Goldberg is right: you can't look at the low level of terrorism now, and conclude that it's not worth spending much money or even liberty in fighting it.  Maybe if we weren't doing all this stuff, there would be loads and loads of terrorist attacks.  I'd argue that given the small number of attacks foiled on US soil, our choosiness about issuing visas is doing much of the work, and the terrorist fixation on doing stupid things to airplanes is doing much of the rest.  But you need to make that argument; you can't just say, well, we have so few terrorist attacks a year that terrorism must not be a big threat.  

The problem is, it's really not appropriate to compare accidental deaths to homicides, because accidental deaths are not deterrable.  

I'm not saying they're not controllable: better roads, better car design, better warnings about bathtubs can all lower the rate of deaths from accidents.  But a public awareness campaign about accidental drownings is not going to change the behavior of the bathtub.  

Terrorists, on the other hand, are deterrable.  If there's a very high chance they'll get caught before carrying out their mission, they will be less interested in carrying out their mission.  Especially if they know that getting caught means that the full imagination of the society they've targeted will be put to the task of making their lives miserable.  

That's why human beings are evolved to overreact to certain kind of threats.  We worry more about getting mugged than about having our bank rip us off with hidden fees.  We find rape more traumatic than gonorrhea, even though the physical effects of the STD may be much worse.  And we fear terrorism more than non-steroidal anti-inflammatory drugs such as aspirin, even though the latter kill many more people every year than the former.

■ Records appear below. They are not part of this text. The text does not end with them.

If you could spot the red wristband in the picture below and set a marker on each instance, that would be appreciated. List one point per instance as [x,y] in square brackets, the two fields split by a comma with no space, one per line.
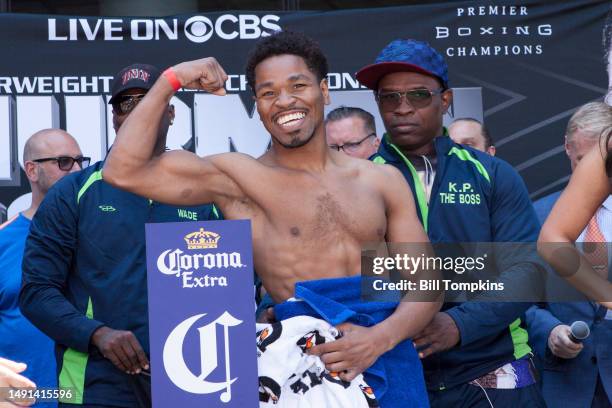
[172,79]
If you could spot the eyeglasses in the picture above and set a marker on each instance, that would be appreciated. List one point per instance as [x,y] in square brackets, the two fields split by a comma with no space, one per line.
[351,146]
[417,98]
[65,163]
[127,103]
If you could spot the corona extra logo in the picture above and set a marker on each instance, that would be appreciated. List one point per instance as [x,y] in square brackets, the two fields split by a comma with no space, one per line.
[202,239]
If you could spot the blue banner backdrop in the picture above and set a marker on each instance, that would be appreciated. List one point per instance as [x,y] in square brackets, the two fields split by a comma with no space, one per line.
[201,314]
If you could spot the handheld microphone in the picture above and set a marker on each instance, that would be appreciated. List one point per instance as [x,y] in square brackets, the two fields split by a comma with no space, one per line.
[579,331]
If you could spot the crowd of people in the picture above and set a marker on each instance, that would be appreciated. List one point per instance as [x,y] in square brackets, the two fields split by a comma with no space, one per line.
[327,186]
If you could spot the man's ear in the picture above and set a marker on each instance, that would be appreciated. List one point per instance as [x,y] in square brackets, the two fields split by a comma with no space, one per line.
[325,90]
[447,99]
[31,171]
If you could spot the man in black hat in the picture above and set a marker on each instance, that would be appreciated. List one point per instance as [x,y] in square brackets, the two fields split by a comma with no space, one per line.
[475,354]
[84,273]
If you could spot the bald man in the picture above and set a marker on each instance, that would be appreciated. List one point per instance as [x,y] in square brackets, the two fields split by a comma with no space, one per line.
[473,133]
[48,156]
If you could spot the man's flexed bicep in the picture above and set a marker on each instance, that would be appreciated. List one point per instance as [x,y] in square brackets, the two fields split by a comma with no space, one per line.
[178,178]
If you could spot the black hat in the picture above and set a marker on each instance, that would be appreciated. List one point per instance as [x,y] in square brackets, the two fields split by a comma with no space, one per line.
[134,76]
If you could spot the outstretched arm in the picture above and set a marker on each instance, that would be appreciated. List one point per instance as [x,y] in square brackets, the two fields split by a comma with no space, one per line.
[177,177]
[588,188]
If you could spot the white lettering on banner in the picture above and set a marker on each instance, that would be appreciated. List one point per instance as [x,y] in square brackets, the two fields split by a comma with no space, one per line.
[446,32]
[492,11]
[197,29]
[55,84]
[177,369]
[175,262]
[520,32]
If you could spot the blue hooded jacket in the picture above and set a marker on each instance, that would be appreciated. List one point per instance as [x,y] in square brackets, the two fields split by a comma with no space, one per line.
[475,198]
[84,266]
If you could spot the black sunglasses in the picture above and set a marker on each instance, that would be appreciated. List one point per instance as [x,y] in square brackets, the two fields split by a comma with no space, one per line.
[417,98]
[126,104]
[65,163]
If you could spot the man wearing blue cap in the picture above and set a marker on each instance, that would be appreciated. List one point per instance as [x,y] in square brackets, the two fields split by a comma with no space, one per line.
[474,354]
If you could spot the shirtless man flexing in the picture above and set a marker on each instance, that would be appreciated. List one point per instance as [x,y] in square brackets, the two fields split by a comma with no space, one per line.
[311,208]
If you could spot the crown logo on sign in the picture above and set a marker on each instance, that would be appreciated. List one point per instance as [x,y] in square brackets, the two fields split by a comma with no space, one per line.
[202,239]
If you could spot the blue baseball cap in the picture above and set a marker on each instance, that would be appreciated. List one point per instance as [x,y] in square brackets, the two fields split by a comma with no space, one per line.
[401,56]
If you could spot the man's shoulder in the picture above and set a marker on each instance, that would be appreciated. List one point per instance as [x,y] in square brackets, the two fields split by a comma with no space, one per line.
[542,206]
[14,225]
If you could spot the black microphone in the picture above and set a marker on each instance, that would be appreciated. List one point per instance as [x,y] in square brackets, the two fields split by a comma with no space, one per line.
[579,331]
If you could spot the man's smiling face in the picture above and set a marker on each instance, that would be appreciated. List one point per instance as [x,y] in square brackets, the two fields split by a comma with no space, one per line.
[290,99]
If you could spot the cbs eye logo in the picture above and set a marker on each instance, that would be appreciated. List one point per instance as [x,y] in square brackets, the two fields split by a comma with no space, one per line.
[199,29]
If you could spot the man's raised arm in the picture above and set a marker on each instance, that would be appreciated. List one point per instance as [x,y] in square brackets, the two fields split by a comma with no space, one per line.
[177,177]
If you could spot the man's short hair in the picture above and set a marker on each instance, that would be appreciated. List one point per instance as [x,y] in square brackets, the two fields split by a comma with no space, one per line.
[344,112]
[287,42]
[483,130]
[592,118]
[607,38]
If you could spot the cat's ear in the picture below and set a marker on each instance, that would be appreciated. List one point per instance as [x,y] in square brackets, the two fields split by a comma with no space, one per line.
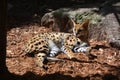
[85,24]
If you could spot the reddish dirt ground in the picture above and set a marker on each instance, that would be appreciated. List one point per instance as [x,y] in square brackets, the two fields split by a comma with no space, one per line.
[103,64]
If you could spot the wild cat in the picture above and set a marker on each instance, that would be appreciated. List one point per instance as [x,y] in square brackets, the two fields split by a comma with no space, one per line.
[48,45]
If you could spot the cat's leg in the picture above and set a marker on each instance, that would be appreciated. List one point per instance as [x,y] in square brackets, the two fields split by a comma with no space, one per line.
[54,50]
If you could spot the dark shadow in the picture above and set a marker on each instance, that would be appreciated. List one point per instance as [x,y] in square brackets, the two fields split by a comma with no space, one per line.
[30,11]
[100,46]
[59,76]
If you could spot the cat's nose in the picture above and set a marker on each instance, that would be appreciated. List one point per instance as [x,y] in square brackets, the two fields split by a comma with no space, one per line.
[84,44]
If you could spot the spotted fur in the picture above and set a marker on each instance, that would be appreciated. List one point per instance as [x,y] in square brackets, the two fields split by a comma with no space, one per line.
[50,44]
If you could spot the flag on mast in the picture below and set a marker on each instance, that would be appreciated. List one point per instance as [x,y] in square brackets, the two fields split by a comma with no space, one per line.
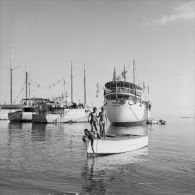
[124,73]
[114,76]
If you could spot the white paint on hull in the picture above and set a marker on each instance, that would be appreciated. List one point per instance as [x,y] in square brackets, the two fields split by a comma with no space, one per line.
[27,116]
[126,112]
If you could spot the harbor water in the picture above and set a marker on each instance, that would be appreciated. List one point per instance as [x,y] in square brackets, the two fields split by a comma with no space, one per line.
[50,159]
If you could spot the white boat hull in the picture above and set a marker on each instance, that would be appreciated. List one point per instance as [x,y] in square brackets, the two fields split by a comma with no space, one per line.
[70,115]
[117,145]
[126,112]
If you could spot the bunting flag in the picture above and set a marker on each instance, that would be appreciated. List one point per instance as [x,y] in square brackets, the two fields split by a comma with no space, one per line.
[123,74]
[97,90]
[114,76]
[50,86]
[144,86]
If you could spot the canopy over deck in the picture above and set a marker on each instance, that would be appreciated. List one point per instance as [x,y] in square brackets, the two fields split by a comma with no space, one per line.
[111,85]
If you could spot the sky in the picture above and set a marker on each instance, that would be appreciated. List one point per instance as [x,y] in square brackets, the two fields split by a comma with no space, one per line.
[46,35]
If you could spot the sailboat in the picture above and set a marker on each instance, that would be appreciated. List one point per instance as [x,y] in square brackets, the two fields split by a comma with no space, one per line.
[63,114]
[124,101]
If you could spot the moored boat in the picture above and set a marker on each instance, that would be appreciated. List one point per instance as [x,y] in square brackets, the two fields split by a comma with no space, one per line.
[152,122]
[125,102]
[66,116]
[116,144]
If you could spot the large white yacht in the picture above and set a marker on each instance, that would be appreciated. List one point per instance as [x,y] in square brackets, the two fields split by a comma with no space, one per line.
[124,101]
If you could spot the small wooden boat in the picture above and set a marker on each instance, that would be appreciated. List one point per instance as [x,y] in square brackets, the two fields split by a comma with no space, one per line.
[152,122]
[116,144]
[162,122]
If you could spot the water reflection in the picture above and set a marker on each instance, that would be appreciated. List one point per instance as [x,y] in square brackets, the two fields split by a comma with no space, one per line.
[38,132]
[137,130]
[94,179]
[96,170]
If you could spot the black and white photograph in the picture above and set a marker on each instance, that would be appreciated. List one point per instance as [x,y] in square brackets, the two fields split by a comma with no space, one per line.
[97,97]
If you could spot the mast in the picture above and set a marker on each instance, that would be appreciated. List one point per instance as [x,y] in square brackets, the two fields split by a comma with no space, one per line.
[11,75]
[84,87]
[26,83]
[71,83]
[134,79]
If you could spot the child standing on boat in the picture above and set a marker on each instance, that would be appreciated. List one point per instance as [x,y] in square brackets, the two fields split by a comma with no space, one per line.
[102,121]
[93,119]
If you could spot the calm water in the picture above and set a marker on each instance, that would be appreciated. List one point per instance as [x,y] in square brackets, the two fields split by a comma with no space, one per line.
[51,159]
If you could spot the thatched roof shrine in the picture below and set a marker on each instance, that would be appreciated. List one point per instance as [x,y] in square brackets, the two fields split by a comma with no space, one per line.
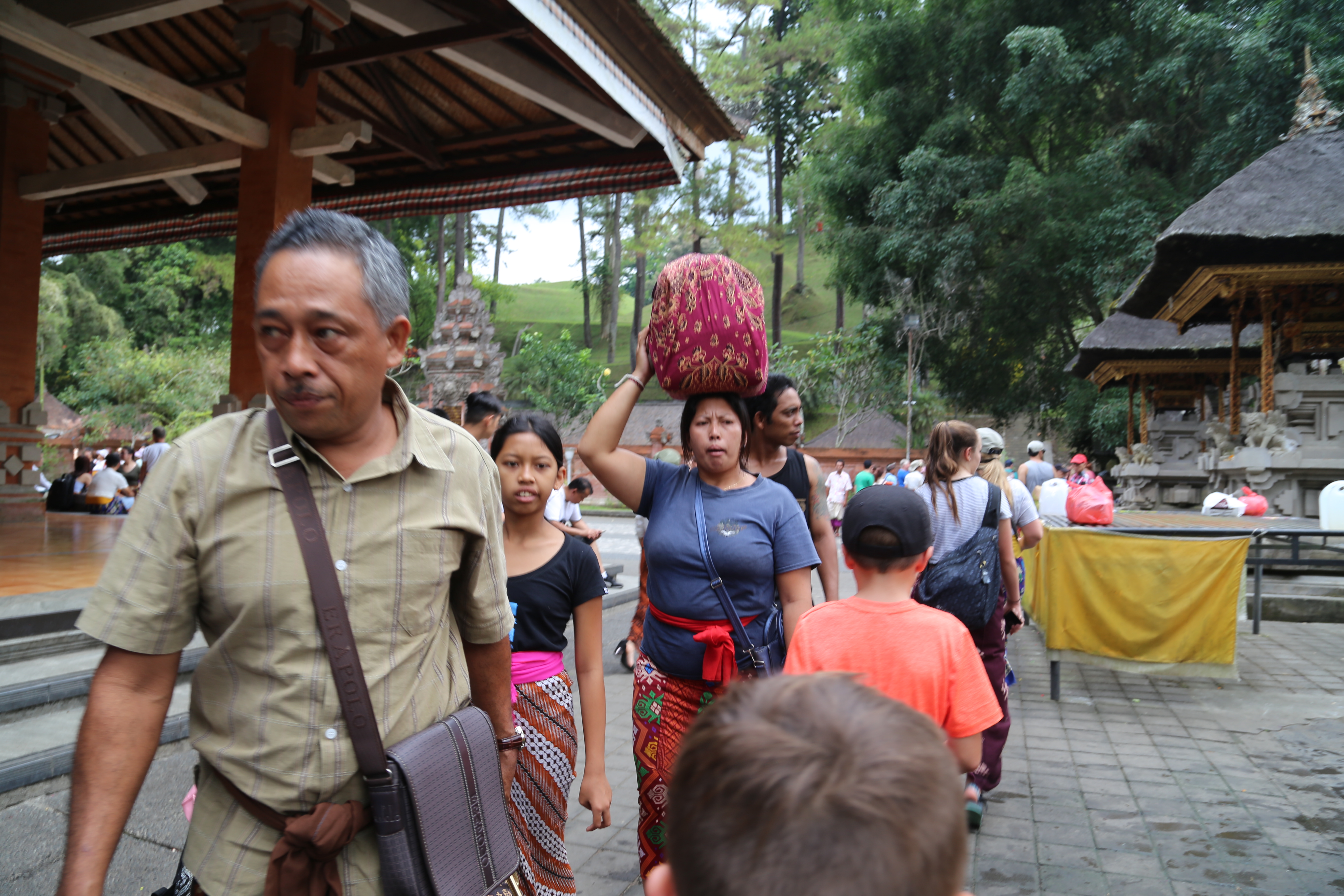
[1284,209]
[1125,344]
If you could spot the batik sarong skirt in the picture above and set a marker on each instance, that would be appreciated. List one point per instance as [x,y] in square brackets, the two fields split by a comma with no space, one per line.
[541,790]
[664,710]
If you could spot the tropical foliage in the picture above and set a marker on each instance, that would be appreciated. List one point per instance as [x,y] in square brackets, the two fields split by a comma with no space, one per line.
[1015,160]
[557,377]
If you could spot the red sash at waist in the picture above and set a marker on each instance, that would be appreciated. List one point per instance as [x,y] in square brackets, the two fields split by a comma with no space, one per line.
[717,636]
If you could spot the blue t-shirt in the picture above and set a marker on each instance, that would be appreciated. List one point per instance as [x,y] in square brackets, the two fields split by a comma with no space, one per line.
[755,534]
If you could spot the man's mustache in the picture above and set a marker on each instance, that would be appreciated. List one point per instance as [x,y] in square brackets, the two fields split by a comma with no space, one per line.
[300,393]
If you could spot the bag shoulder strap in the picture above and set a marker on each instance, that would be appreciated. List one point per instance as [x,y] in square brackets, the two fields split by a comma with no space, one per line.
[328,601]
[993,507]
[717,584]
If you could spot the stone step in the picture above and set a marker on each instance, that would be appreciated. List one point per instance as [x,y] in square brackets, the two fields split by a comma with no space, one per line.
[1281,608]
[37,745]
[72,684]
[1304,585]
[43,645]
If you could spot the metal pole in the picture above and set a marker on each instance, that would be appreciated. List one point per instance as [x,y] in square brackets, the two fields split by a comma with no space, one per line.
[1260,584]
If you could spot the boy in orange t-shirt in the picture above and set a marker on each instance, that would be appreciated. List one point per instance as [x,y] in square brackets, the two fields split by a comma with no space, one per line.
[913,653]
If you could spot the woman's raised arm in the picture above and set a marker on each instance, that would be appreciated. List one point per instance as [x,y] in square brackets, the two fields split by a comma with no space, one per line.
[619,471]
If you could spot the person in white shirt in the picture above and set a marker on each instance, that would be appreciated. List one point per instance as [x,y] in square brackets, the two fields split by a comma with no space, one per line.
[838,492]
[108,486]
[1036,471]
[151,453]
[562,510]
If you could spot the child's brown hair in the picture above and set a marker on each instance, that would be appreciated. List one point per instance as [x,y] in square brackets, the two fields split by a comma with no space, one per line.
[815,786]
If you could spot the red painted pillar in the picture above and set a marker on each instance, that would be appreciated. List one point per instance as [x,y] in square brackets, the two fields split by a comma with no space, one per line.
[23,151]
[273,183]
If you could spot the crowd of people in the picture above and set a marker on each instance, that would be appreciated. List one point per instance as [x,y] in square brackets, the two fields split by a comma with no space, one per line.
[780,746]
[105,481]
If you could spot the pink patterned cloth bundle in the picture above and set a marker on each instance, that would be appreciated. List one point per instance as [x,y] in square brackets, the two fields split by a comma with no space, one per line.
[708,328]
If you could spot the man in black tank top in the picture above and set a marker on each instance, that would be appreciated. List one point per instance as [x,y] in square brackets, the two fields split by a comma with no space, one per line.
[776,426]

It makes evolutionary sense that we're hardwired to go postal about intentional harm from other people.  This is what provides the deterrent.  Terrorists and other criminals know that we spend far more time looking out for these sorts of threats, and that our reaction to anyone who is caught doing this sort of thing will go far beyond a rational cost-benefit calculation.  The human instinct for hypervigilance and hyperpunishment undoubtedly means that we have much less crime than we otherwise would.  

That's why I get uncomfortable when libertarians start comparing terrorism to diabetes.  I used to make those sorts of arguments, but I don't any more, because I've come to realize that these arguments miss the key element of deterrence.  It's using a snapshot to analyze something that can only really be captured in a film.